In [None]:
from utils import authenticate
credentials, PROJECT_ID = authenticate() 

REGION = "us-central1"

In [None]:
import vertexai

vertexai.init(project = PROJECT_ID,
              location = REGION,
              credentials = credentials)

Using BigQuery as the data warehouse for this use case, using SQL to retrieve data into the notebook

In [None]:
from google.cloud import bigquery

bq_client = bigquery.Client(project=PROJECT_ID,
                            credentials = credentials)

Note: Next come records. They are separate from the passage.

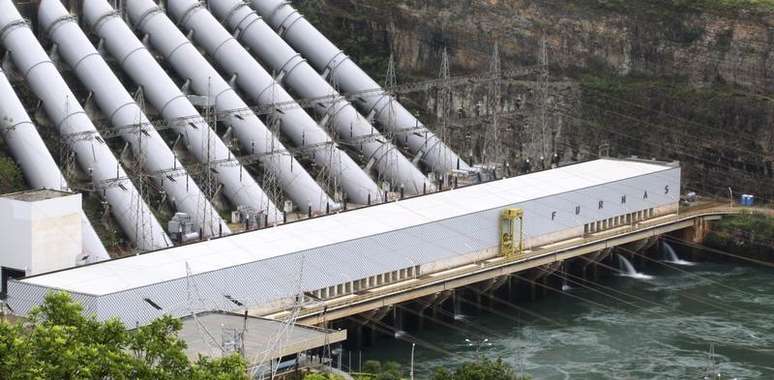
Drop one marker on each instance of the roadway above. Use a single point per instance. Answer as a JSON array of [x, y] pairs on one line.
[[318, 312]]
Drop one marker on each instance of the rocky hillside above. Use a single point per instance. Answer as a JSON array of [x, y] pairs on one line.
[[672, 79]]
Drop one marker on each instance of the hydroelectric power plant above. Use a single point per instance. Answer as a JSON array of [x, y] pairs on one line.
[[227, 164]]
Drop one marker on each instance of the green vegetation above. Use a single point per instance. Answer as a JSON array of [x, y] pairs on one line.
[[362, 44], [484, 369], [322, 376], [747, 234], [59, 342]]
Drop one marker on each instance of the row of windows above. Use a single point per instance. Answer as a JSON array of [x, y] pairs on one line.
[[601, 204], [367, 283], [617, 221]]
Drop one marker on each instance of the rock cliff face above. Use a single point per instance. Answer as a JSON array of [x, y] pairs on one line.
[[690, 80]]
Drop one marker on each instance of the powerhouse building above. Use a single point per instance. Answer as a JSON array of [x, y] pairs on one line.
[[356, 250]]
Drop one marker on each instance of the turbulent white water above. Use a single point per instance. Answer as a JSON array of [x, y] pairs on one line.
[[627, 270], [664, 333], [672, 257]]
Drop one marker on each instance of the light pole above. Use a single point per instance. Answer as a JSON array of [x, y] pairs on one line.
[[411, 371]]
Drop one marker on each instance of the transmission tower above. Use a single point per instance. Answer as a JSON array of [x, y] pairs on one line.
[[140, 223], [543, 83], [445, 105], [390, 85], [492, 145], [270, 180]]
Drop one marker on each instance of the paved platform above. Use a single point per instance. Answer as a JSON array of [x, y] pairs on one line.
[[215, 334]]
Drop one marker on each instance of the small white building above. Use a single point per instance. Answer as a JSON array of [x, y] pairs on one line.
[[40, 231]]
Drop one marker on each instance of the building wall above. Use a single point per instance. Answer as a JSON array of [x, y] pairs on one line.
[[428, 248], [40, 236], [15, 234]]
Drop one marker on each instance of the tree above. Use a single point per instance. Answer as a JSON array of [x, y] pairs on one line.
[[322, 376], [59, 342], [484, 369]]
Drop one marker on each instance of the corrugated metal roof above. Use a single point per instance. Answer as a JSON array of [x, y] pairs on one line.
[[170, 264]]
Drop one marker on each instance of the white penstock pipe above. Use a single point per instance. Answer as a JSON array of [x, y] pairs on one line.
[[372, 100], [302, 79], [67, 116], [254, 137], [202, 142], [39, 168], [295, 123], [126, 116]]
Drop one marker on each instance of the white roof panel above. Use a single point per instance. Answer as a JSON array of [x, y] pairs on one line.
[[133, 272]]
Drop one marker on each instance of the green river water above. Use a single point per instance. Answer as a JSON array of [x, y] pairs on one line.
[[663, 330]]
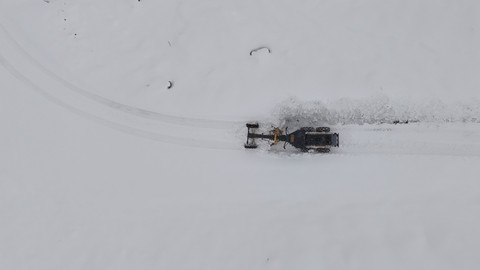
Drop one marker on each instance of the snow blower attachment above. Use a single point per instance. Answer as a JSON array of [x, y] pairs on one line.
[[306, 138]]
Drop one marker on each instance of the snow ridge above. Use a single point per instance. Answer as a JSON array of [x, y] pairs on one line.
[[375, 110]]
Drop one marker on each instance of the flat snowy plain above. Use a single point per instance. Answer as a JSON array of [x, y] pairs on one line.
[[103, 167]]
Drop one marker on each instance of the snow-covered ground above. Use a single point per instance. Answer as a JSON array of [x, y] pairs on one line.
[[103, 167]]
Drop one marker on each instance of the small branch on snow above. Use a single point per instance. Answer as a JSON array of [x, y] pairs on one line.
[[260, 49], [170, 85]]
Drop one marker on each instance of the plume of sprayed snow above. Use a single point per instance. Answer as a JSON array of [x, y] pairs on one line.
[[373, 110]]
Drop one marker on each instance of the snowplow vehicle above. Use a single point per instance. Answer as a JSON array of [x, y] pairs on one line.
[[307, 139]]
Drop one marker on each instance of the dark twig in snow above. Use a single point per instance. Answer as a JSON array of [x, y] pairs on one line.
[[260, 49]]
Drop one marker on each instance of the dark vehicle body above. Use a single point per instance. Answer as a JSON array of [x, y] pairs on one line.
[[306, 139]]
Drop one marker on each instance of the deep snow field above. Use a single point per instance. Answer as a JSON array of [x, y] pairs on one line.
[[104, 166]]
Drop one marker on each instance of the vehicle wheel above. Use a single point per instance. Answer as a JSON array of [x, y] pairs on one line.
[[307, 129], [322, 150], [250, 146], [322, 129], [252, 125]]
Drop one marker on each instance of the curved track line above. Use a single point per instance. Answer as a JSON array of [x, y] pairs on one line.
[[120, 127], [177, 120]]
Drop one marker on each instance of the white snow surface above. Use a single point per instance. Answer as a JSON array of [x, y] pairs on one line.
[[121, 145]]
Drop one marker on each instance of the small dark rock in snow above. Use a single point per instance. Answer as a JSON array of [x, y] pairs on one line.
[[259, 49]]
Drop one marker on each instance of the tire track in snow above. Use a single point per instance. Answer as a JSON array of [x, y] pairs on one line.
[[171, 119], [111, 124]]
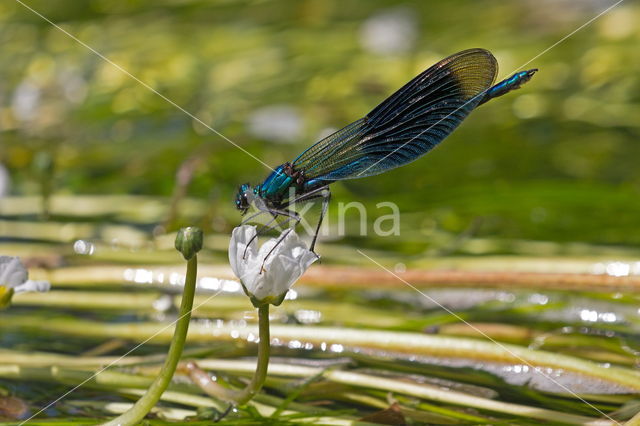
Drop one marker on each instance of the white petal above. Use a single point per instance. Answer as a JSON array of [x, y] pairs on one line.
[[37, 286], [12, 272], [288, 258]]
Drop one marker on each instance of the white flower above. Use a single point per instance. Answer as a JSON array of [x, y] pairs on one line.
[[13, 279], [267, 281]]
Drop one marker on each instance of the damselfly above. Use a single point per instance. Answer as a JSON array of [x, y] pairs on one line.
[[401, 129]]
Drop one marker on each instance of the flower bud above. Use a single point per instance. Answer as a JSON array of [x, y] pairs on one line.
[[189, 241]]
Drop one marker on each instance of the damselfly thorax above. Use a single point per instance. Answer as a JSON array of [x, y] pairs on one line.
[[405, 126]]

Using stackoverflow's pubic question answer dataset

In [None]:
QUERY_TABLES = """
SELECT
  table_name
FROM
  `bigquery-public-data.stackoverflow.INFORMATION_SCHEMA.TABLES`
"""

In [None]:
query_job = bq_client.query(QUERY_TABLES)

for row in query_job:
    for value in row.values():
        print(value)

In [None]:
INSPECT_QUERY = """
SELECT
    *
FROM
    `bigquery-public-data.stackoverflow.posts_questions`
LIMIT 3
"""

Using SQL to filter the data and then load it into a dataframe using pandas

In [None]:
import pandas as pd

query_job = bq_client.query(INSPECT_QUERY)

In [None]:
stack_overflow_df = query_job\
    .result()\
    .to_arrow()\
    .to_pandas()
stack_overflow_df.head()

Since we are using a large dataset we optimize our time by concatinating the columns using SQL in the data warehouse it self,instead of loading it on the disk and then doing it

In [None]:
QUERY = """
SELECT
    CONCAT(q.title, q.body) as input_text,
    a.body AS output_text
FROM
    `bigquery-public-data.stackoverflow.posts_questions` q
JOIN
    `bigquery-public-data.stackoverflow.posts_answers` a
ON
    q.accepted_answer_id = a.id
WHERE
    q.accepted_answer_id IS NOT NULL AND
    REGEXP_CONTAINS(q.tags, "python") AND
    a.creation_date >= "2020-01-01"
LIMIT
    10000
"""

In [None]:
query_job = bq_client.query(QUERY)

### this may take some seconds to run
stack_overflow_df = query_job.result()\
                        .to_arrow()\
                        .to_pandas()

stack_overflow_df.head(2)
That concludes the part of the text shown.